20.1

It must be destroyed. To ascend the dungeon must die by my hands. In my heart of hearts, I knew it was the only way. With the wall gone from my cultivation, I had to look elsewhere. And where else would my wall be than a delusional hivemind entity that believes it has a soul. It was just a copy and nothing more. The human soul didn't exist.

A smile spread across my face. I was sure it thought the same of me. Why wouldn't I confront it again and spit in the face of its beliefs? It sent Dani to me because it knew I would get attached after we had sex. That damn thing believed I would volunteer myself in her stead. I wanted to believe that. But, if that wasn't the case, then I didn't know what was going on. Why would the dungeon sacrifice one of its own to preserve my life?

Or was I missing something that was also a possibility because a dungeon wouldn't think like me? My thoughts were based on chemical reactions. The chemical reactions that caused me to love Dani weren't natural. Time away from her had made that clear. A dungeon didn't use chemicals to think.
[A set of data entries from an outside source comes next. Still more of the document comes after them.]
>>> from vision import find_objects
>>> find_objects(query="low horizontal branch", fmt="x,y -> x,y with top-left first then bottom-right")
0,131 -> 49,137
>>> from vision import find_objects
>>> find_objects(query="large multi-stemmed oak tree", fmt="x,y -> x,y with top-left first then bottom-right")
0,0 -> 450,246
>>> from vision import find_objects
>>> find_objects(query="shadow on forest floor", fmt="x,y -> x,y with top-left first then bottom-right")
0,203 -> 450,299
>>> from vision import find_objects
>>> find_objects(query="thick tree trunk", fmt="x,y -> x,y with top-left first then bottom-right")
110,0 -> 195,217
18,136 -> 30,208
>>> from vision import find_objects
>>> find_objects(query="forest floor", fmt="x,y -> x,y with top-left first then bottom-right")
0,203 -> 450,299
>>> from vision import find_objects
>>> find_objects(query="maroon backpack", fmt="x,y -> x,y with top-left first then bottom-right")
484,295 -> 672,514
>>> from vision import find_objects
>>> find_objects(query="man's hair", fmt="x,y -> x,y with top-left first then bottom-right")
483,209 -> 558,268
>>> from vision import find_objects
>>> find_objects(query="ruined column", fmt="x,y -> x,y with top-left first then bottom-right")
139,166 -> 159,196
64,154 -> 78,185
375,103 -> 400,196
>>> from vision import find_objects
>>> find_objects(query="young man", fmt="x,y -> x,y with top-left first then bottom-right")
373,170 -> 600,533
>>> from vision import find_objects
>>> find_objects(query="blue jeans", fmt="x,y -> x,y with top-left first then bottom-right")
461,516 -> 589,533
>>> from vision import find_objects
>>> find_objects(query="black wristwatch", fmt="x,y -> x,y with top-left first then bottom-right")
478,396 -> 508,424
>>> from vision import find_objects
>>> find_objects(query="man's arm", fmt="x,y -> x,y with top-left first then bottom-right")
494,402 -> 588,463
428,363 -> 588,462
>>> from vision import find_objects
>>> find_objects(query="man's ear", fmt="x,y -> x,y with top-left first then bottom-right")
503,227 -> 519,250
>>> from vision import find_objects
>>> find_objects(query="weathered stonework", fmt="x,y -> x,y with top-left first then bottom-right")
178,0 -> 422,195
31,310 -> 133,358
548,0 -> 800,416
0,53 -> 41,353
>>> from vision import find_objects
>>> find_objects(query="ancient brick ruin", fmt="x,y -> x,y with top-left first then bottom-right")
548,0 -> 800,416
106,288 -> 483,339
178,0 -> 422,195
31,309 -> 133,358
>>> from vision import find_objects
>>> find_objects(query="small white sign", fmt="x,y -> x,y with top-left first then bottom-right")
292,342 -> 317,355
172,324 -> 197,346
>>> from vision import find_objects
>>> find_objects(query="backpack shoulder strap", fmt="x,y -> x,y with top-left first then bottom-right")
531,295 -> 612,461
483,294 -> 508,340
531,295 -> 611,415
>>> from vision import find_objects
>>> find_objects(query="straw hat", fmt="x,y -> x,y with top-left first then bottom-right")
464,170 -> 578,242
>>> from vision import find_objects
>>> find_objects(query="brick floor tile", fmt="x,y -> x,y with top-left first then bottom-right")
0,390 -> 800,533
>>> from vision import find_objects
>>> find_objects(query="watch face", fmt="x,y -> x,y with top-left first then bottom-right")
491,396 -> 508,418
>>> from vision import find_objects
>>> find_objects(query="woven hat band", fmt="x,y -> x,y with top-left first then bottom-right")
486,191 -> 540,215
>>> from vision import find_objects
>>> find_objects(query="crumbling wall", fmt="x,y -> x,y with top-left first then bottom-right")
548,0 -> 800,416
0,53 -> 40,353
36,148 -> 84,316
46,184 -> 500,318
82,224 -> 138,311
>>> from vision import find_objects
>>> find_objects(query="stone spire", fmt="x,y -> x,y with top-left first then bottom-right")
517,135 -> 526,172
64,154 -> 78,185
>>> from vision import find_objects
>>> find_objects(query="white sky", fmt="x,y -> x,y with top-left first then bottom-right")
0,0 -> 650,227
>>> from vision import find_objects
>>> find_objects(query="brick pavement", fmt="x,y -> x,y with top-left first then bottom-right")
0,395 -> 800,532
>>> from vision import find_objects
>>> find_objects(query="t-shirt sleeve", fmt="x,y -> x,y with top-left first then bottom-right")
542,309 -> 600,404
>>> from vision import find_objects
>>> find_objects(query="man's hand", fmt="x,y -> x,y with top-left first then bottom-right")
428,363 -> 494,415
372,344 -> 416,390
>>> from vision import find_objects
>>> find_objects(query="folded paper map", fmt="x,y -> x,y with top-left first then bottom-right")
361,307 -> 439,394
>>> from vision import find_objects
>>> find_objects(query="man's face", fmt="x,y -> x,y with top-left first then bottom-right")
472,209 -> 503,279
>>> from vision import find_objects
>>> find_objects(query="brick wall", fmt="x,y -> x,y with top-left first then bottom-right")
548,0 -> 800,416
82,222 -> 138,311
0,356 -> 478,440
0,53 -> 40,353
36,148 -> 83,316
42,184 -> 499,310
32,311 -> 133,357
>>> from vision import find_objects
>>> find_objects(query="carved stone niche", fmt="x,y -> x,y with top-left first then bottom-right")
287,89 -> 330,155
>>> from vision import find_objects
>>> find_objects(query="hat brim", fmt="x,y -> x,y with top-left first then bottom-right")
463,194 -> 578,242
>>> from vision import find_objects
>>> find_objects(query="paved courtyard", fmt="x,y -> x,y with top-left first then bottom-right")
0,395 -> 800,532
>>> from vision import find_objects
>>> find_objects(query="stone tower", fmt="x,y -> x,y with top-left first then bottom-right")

There was also something else I couldn't leave without burning it to ash. I was stronger now than ever before, but the dungeon was a force of nature. Leaving without destroying it wouldn't feel right. That made me think.

Where did my power come from? That question rolled around in my head as I stared at my staff. It had grown from a six feet piece of wood with two-spirit cores inside to a small tree. Black and orange fruits hung heavy from drooping branches filled with qi collected from the world spirit. I planted it in the middle of the room to absorb as much qi as possible during the orgy. By building this staff and gaining experience wielding wood-type qi, I had the knowledge and capability to use the orgy. If I broke that down further, it was because of my spirit sense.

By paying attention to how the world acts and having to skills to take advantage of that, I built the framework for a ritual. What I did made sense.

I took a bite of another fruit. My cultivation climbed higher from 1.37 to 1.381. However, every bite after the last had diminishing returns. After my second bite, that became obvious. The fruit alone couldn't help me reach the heights I wanted. Somewhere deep in my bones, I knew more spirit cores wouldn't either. They, too, had diminishing returns.

My cultivation base was strong enough to sustain my battle form. Though it wasn't really my cultivation base that was the problem. After reaching my current strength, I understood my battle form a little better. I could tell the difference between my past self and now. My cultivation base was never the issue.

That's right, even jumping a realm wouldn't have helped my battle form. It wasn't draining my qi to sustain itself. It was to heal my body when it drained my qi or the qi around me. The only way to ease the burden of that form was to strengthen my body. Some of the pills helped in that regard, but Kale helped the most.

She had nearly killed me, but my cultivation base brought me back by draining the qi in the room. It's funny; I didn't understand where my power came from, not really. Wood type qi provided survival of the fittest; the fire burned the dead cells, earth strengthened what remained, metal targeted the strongest cells, and water fed them first. How did I know this? That was an ability gained from lightning. I understood my body better than ever before. To be more precise, I gathered information directly from my cells differently.

This told me something I didn't want to hear. My flesh was weak. Even with my enhancements without my cultivation, I was maybe a little above a normal human. Cultivation could only go so far. I had limits just like anyone else. My cells weren't immortal; they were very adaptive.

Fortunately, I didn't beat Washington by personally being stronger. My weakness to lightning had seen to that. I built a weapon to surpass my limits. Men didn't fight with their fists if they didn't have to.

I plucked my staff from the ground and knew immediately that it wouldn't work.

"You don't have to do this alone; we can fight with you," Kale said. I took out a piece of paper from my inventory and began drawing designs. When it proved too small, I tossed a seed out and manipulated its growth. A wall of wood grew from a single seed until I had a flat canvas to work with.

"I don't need your help with this. You'll only be a hindrance." I said.

"You agreed to remain here and be a good human male." Terra reminded me.

I waved my hand, and roots swirled around her. She struggled until the roots drained the qi from her perpetual engine.

"You've grown stronger," Lizzy said.

"I need you to get the others out of here. The dungeon and I have some unsettled business." I said.

"Does that mean the ritual was a success?" Molly asked.

"No, but that isn't a bad thing. If it worked, I wouldn't have learned anything." I said.